Yep. But I think we still can first do the work of splitting the worker into a separate binary (and stripping it as much as possible) without necessarily sandboxing it yet, as that will be necessary regardless of which approach we pick.

mrcnski commented 1 year ago

@mrcnski I would highly recommend that this is done before moving forward with the seccomp implementation.

Agreed. I already have much of the seccomp logging implemented, so IMO it makes sense to finish that before a big context switch. And then the logging can run on validators for a while while I work on virtualization. And yeah, I will first split out the worker binaries (without musl-builder for now).[^1]

[^1]: Not having musl may make the syscalls less deterministic in theory, but in practice very few are triggered and the logging may show us that musl is not strictly needed.

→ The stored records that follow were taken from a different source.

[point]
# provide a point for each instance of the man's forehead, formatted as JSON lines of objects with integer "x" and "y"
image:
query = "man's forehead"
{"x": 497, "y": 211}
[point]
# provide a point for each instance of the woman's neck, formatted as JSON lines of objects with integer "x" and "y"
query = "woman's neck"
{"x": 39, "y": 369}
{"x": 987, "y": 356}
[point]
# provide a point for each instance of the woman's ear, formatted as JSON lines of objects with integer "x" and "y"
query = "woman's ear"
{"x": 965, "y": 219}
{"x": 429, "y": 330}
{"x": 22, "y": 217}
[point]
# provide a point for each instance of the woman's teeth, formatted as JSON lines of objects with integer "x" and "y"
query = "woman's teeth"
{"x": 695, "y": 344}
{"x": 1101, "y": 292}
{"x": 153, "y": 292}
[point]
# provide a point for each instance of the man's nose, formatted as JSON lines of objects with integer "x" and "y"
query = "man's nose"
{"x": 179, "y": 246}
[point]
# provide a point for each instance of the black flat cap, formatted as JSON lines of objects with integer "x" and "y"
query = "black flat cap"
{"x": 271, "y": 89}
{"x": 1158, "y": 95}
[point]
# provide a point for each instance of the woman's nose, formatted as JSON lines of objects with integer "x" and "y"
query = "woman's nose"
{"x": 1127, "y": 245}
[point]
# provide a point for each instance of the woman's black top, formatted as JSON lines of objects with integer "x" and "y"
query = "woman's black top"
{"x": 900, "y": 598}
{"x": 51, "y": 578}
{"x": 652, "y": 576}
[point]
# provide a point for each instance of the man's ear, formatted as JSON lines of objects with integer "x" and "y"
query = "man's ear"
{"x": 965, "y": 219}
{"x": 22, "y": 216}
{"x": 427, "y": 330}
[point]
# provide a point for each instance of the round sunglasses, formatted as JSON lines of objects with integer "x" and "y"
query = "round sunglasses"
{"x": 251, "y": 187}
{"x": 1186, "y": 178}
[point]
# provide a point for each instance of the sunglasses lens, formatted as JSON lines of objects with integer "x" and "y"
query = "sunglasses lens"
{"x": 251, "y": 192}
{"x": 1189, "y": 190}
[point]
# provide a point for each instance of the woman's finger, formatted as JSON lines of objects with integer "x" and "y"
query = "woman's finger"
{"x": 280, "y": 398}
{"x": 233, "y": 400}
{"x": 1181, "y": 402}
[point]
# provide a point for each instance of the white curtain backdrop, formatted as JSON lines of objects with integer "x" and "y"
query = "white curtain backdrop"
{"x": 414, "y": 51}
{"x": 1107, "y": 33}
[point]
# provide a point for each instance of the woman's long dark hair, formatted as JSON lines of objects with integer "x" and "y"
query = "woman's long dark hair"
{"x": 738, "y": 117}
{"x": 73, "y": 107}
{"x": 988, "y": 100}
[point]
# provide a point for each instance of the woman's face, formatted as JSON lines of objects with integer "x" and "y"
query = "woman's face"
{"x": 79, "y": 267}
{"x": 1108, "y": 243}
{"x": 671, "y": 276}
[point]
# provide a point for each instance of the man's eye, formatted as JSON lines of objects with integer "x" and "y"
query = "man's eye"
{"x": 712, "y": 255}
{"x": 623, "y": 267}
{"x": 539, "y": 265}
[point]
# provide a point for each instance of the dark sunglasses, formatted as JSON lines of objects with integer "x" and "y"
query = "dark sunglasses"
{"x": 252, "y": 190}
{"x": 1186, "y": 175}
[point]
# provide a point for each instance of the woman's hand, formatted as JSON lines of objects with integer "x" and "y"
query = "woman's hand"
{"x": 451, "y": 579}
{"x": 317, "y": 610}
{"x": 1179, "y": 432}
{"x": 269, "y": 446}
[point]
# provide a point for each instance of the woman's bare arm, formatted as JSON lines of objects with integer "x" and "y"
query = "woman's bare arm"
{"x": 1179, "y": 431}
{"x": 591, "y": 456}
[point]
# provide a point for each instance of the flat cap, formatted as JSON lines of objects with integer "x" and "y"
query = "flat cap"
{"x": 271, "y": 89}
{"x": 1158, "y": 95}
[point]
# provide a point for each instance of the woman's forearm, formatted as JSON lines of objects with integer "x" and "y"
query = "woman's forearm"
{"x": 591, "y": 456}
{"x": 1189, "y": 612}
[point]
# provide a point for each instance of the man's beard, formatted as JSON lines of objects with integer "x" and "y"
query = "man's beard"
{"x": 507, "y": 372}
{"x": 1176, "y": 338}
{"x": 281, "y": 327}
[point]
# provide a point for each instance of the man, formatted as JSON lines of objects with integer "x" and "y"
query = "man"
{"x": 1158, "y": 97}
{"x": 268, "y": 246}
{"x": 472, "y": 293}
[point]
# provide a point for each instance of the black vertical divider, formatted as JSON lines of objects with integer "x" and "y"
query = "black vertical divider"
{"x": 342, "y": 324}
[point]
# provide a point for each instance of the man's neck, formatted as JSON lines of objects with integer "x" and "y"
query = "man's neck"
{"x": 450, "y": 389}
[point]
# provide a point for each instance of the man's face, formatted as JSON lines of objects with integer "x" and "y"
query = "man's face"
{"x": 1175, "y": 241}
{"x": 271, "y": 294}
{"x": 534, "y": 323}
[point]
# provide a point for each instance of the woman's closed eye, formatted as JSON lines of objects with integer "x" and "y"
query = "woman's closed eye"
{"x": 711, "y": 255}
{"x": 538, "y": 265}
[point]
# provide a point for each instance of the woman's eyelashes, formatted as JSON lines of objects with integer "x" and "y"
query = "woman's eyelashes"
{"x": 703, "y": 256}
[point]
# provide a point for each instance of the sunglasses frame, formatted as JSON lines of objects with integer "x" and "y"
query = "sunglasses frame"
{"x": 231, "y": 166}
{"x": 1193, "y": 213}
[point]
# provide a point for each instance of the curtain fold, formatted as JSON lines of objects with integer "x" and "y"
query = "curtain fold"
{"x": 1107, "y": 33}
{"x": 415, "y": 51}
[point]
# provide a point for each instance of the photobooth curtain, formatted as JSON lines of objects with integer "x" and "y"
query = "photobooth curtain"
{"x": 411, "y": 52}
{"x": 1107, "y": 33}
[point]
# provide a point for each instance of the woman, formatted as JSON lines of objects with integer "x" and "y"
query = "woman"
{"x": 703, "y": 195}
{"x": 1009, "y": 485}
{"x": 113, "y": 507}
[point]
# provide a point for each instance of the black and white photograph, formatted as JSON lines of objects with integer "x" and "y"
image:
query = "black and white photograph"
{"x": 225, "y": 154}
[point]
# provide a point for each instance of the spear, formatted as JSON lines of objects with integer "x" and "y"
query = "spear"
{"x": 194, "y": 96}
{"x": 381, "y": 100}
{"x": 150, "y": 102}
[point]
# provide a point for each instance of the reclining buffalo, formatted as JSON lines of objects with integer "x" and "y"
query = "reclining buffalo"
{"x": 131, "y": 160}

bkchr commented 1 year ago

Okay ty!

sandreim commented 1 year ago

@mrcnski I would highly recommend that this is done before moving forward with the seccomp implementation.

Agreed. I already have much of the seccomp logging implemented, so IMO it makes sense to finish that before a big context switch. And then the logging can run on validators for a while while I work on virtualization. And yeah, I will first split out the worker binaries (without musl-builder for now).1

Footnotes

  1. Not having musl may make the syscalls less deterministic in theory, but in practice very few are triggered and the logging may show us that musl is not strictly needed.

IMO virtualization PoC is a big rock to push uphill. We should shoud first enable the logging to at least collect some data while we work on the PoC.

Polkadot-Forum commented 1 year ago

This issue has been mentioned on Polkadot Forum. There might be relevant details there:

https://forum.polkadot.network/t/ux-of-distributing-multiple-binaries-take-2/2854/1

alindima commented 1 year ago

I like this idea and I think it'll provide far superior than any process-level sandboxing indeed 👍🏻 but as Andrei said, it'll be challenging.

What we would need is to develop and maintain a CPU template that customizes what we expose in CPUID and allow. An example, which is for general purpose VMs can be seen here: https://github.com/firecracker-microvm/firecracker/tree/main/src/vmm/src/cpuid . AFAIK this was not really supported on aarch64, but things might have changed. In our case we would have something very restrictive, or maybe we want to enable some CPU instruction set extensions that WASM can use for increased performance.

Actually, even if a given CPUID template is set (which doesn't advertise a certain instruction), a guest program can still try to call that instruction (and it'll work). CPUID only helps with non-malicious guests, to provide a common view of the CPU features to all guests. We'd still need to set the right VMX bits to trap on instructions like RDRAND, on top of CPUID masking.